Mas a guerra fria travada no terreno político – ou a prática da política como continuação da guerra por outros meios –  é bem diferente (não na sua essência, mas nas suas consequências) da guerra com confronto violento. Por certo o PT não quer uma guerra quente, mesmo porque sabe que não tem força bélica para tanto contra o Estado brasileiro. Mas uma vez desencadeada a guerra civil fria, da qual tanto o PT precisa, e desesperadamente, será difícil evitar a sua radicalização. Até porque o PT não controla os setores mais à esquerda que estão se aproveitando da situação para se afirmar (como o PSOL e seus Black Blocs, mas também os grupos menores e as organizações políticas que estão escondidas no núcleo duro da direção de falsos movimentos sociais, como o MST).

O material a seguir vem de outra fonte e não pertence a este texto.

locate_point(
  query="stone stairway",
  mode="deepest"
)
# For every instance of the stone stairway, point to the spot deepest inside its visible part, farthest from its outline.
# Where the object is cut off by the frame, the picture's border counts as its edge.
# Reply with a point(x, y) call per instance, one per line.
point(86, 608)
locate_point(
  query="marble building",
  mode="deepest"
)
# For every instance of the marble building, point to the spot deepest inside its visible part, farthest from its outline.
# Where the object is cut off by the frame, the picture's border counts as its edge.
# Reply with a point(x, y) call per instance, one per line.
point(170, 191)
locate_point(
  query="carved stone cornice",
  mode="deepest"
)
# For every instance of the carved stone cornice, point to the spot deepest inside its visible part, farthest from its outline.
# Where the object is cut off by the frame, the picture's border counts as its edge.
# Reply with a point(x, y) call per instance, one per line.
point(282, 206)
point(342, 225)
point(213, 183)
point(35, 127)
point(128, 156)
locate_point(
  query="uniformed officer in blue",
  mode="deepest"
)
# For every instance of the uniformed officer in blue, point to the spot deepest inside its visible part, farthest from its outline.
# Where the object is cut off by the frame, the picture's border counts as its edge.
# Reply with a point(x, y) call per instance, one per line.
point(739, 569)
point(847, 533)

Pode-se dizer que o PT está apenas investindo na confusão, para criar um caos e uma ameaça de convulsão social iminente, que obrigue todos os setores políticos a adotar como solução milagrosa a convocação de eleições gerais (ou, pelo menos, para presidente, ainda em 2016) diante de um retumbante fracasso do governo Temer. Sim, a eleição – se for permitida a candidatura de Lula – seria a solução para ele (pois ninguém irá encarcerar um concorrente sem deixar transparecer uma intenção de golpe) e para o PT. Um palanque, para uma via neopopulista (como o lulopetismo), é a solução universal. O PT foi preparado para isso e é isso que ele sabe fazer melhor do que ninguém: concorrer a eleições como quem trava uma guerra. Essa hipótese não é descartável, em princípio, embora não se saiba a que grau de confronto se deva chegar para que ela se torne viável (na medida em que hoje ela é plenamente rechaçada pelos atores políticos). E também não se saiba se é possível controlar as energias destrutivas invocadas com o incentivo à guerra fazendo-as escoar para as urnas surgidas meio do nada no cenário, em caráter extraordinário. O PT deveria contar com uma base parlamentar bem maior do que hoje tem para levar a cabo tal arriscada operação. E deveria ter mais apoio na sociedade (que embora seja simpática, em princípio, à ideia de eleições extraordinárias, não está disposta a apoiar tal medida para salvar o PT da extinção ou Lula da cadeia). Além do que, tudo isso pode acabar sendo só adiamento da agonia e da morte anunciada. Pois dificilmente o eleitorado escolherá Lula ou qualquer outra liderança do PT para presidente.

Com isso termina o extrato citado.